Nowdays, as you enter the Visitor Complex you have to decide up front if you want to do a bus tour to see buildings, launch pads, etc. We had a great tour bus guide who showed us around the launch pad from the pervious nights launch, (garbage and chairs still intact) and some of the other sites on the island, such as the NASA Causeway, the Vehicle Assembly building, and the Shuttle landing strip as well as the site where the astronauts come out suited up to board the bus that takes them to the shuttle site. Once the tour ended we saw a movie about the history of space and walked under a restored Saturn V launch vehicle. Back at the Visitor Complex we saw an IMAX movie about doing a spacewalk outside the space station and NO THANKS, that's definately not for me.
In Orlando we stayed across the lagoon from Epcot at the Swan and Dolphin Resort (see pic above). I had one day to play, so we went to Epcot. DisneyWorld opened in Oct 1971, we were married that May and visited DisneyWorld the next summer (1972) for our honeymoon so a lot of things were new to us. We had a beautiful day doing the circle around Epcot and taking in all the shows they offer and took lots of pictures. We enjoyed the spaceship ride inside the large Epcot globe and afterwards sent the picture they took of us to family back home from computers they have as you exit the ride. Canada had a fantastic show in the round of sights and events in Canada, much like the one I remember at DisneyWorld in 1972 put on my Monsanto that made you feel as if you were a bird flying across the United States over the western mountains into the east coast fishing harbors.

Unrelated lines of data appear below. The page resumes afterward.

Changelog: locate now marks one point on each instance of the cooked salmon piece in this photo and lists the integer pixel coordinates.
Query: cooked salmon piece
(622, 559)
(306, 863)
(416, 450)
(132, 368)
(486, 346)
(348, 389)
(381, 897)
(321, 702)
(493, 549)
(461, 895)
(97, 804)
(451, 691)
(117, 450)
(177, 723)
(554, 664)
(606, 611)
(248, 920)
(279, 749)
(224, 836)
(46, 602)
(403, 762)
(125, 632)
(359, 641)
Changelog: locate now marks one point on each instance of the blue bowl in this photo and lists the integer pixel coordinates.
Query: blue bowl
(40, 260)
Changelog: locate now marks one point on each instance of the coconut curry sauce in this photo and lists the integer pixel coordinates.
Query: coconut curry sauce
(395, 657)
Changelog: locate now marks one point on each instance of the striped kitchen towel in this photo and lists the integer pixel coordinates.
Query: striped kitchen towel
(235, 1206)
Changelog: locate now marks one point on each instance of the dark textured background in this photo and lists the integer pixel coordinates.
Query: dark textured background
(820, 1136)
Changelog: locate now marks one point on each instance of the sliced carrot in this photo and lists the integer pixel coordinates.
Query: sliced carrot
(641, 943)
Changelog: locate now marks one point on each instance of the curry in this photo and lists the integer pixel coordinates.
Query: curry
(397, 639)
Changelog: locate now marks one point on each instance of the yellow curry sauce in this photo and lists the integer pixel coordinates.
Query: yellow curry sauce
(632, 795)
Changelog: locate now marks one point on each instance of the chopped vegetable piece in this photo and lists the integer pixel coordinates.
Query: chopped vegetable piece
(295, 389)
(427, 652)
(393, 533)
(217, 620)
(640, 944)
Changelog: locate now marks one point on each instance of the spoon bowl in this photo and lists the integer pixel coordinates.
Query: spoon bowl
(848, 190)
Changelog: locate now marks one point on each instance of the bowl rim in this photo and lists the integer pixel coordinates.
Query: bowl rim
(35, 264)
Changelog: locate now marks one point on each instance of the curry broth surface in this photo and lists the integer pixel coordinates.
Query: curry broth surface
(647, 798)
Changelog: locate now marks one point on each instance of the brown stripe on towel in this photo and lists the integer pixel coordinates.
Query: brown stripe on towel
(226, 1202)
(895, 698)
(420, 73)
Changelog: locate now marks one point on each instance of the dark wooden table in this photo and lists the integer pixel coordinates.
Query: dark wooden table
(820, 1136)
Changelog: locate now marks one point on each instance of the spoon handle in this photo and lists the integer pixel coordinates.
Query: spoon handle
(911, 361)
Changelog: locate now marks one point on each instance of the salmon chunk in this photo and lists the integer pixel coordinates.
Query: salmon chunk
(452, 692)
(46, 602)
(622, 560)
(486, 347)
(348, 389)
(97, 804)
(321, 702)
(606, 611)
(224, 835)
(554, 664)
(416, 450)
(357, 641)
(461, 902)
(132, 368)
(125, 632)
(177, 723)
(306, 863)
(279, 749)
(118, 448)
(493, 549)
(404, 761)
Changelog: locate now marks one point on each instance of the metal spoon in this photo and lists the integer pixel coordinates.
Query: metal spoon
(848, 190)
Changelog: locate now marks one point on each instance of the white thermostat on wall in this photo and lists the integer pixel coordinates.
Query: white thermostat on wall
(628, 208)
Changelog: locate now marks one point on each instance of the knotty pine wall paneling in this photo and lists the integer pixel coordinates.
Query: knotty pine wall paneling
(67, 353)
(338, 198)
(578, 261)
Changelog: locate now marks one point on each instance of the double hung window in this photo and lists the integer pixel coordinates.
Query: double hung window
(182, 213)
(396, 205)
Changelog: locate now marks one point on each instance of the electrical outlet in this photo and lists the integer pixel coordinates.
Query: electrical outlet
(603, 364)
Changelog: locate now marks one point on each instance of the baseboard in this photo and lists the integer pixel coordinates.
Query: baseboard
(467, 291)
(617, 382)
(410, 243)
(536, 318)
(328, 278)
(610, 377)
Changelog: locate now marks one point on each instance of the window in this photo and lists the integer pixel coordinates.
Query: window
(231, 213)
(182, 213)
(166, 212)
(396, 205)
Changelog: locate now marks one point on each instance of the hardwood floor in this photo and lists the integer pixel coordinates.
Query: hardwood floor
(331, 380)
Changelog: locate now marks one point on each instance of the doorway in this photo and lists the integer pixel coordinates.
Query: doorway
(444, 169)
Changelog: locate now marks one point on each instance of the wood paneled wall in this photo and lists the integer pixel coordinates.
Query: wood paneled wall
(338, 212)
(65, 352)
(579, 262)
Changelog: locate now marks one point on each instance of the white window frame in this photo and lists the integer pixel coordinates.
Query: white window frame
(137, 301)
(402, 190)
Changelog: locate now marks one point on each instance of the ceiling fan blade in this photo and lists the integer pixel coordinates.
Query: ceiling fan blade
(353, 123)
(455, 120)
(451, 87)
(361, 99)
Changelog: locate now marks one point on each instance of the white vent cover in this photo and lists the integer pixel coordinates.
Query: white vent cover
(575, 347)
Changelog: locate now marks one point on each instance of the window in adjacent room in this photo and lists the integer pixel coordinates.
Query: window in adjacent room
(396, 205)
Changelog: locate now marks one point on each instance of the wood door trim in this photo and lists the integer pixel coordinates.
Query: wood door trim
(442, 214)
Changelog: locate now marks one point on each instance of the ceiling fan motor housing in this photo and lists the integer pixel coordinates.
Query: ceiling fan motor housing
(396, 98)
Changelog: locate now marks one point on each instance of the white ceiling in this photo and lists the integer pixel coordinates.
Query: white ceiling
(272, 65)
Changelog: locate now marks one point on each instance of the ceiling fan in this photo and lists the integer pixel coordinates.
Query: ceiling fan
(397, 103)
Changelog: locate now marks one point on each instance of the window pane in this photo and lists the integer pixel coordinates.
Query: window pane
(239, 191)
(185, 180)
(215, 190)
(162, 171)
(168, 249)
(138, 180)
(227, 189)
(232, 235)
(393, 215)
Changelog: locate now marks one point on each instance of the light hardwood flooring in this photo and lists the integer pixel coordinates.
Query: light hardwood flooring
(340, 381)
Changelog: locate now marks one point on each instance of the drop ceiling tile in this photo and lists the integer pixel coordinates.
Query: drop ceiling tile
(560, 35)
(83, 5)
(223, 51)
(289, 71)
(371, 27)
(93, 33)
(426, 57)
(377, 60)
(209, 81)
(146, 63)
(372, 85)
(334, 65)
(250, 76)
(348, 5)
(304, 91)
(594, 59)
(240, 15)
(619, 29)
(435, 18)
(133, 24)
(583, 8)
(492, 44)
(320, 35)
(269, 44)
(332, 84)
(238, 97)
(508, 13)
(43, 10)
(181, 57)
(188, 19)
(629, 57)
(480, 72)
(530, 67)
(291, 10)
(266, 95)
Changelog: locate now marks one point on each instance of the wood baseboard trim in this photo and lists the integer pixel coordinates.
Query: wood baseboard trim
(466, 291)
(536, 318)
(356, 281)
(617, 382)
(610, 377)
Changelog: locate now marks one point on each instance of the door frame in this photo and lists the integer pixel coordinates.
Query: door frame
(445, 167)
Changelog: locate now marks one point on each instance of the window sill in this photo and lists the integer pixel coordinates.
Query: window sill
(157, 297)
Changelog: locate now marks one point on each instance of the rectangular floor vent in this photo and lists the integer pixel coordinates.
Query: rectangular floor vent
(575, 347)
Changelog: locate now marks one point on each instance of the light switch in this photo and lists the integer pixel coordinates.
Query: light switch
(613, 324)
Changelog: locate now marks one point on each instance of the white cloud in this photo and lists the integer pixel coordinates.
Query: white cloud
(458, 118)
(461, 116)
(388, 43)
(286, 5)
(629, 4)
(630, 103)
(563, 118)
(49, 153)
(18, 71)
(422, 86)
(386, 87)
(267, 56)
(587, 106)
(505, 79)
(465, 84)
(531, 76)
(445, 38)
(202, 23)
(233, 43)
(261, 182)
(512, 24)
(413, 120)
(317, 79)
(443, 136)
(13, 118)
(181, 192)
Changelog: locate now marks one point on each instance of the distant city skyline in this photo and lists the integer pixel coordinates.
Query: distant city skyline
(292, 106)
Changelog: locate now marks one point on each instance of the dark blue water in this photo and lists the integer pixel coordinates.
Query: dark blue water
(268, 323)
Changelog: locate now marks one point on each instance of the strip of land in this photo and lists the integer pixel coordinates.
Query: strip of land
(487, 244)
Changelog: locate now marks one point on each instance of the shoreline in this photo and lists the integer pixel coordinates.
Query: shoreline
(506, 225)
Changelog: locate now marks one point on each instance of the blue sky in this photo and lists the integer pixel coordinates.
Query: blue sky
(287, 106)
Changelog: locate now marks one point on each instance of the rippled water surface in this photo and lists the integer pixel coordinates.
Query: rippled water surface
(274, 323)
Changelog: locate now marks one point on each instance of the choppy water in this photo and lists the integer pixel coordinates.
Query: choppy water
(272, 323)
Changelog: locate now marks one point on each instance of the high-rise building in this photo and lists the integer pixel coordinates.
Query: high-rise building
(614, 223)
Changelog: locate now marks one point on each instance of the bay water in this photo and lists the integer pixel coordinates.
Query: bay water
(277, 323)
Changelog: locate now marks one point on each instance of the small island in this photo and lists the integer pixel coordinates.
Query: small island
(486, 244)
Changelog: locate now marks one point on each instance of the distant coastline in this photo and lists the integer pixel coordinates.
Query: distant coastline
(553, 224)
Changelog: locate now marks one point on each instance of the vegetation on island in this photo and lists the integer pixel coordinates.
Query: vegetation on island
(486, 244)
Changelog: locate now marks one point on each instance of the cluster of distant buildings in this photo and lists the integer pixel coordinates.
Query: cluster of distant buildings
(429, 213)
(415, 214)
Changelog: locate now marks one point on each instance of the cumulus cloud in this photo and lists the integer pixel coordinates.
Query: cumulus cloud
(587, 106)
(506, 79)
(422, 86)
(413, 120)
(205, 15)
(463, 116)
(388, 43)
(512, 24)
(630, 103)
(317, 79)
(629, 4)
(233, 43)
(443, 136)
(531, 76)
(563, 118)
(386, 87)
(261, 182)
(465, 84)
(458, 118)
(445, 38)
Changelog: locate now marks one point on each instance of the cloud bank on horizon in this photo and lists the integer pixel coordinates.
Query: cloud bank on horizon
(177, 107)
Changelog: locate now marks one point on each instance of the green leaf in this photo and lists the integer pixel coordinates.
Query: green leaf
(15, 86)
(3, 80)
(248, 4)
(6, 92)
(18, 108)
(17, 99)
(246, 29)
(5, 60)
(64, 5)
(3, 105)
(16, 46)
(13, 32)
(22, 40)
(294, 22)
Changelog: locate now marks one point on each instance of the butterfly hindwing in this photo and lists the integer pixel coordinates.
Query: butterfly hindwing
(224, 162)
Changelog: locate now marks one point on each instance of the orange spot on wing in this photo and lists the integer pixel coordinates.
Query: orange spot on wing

My favorite thing was after dark, listening to the Celtic group "Off Kilter" (bagpipes and all) on stage in Canada and singing along with the "British Invasion" doing Beatles songs at the UK pavilion. We stayed for the fireworks, but it was desperately cold that night and once finished we rushed to board the first water taxi back to the hotel. Our room had a balcony with Epcot view which was amazing every night at 9pm, but the entire time it was far too cold to just go out there and sit.

The conference was good, but the hotels are so large that things were spread far and wide and finding your way around was another story. By the time you left one session to get to another in perhaps the other hotel, it had already started. This conference has grown very large in the 15 years I have attended with more than 3500 people attending and I expect it will only get worse.